I also got "invalid command" for monitor and MonitorModeConf on my Poco F1 but setting con_mode to 4 was enough to enable monitor mode.

This commands seems relevant:
iwpriv wlan0 setMonChan <channel> <channel width>
# Valid channel width options: 0=20MHz, 1=40MHz, 2=80MHz
# Ex: iwpriv wlan0 setMonChan 36 2

but other methods of changing the channel (e.g airmon-ng) also worked.

No packet injection though.

 

[[email protected]]

does this work on any device with qcom chipset?

 

[nasim7500]

Someone please help me,,
I am very intrested to enable monitor mode in redmi note 3 pro (kenzo) "wlan0" means without external adepter
Please help me,,,

 

[vidyasagar kamthane]

Thx dude

I am using poco f1, that module removing busybox when I reinstated busybox, that module not working,
Help me to work both busybox and qcmon.zip together ?

 

[theo1001]

I am using poco f1, that module removing busybox when I reinstated busybox, that module not working,
Help me to work both busybox and qcmon.zip together ?

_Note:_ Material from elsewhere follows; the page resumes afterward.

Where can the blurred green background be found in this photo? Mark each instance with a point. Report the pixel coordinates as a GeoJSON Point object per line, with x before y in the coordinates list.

All that module does is copy the files (monen, mondis, iwpriv) from qcmon.zip/system/xbin to /system/xbin so you can just do that manually using a file manager.

You also need to give them "exec" permission, either through the file manager (properties->permissions) or by running
chmod +x /system/xbin/monen
chmod +x /system/xbin/mondis
chmod +x /system/xbin/iwpriv
on the terminal.

 

[vidyasagar kamthane]

All that module does is copy the files (monen, mondis, iwpriv) from qcmon.zip/system/xbin to /system/xbin so you can just do that manually using a file manager.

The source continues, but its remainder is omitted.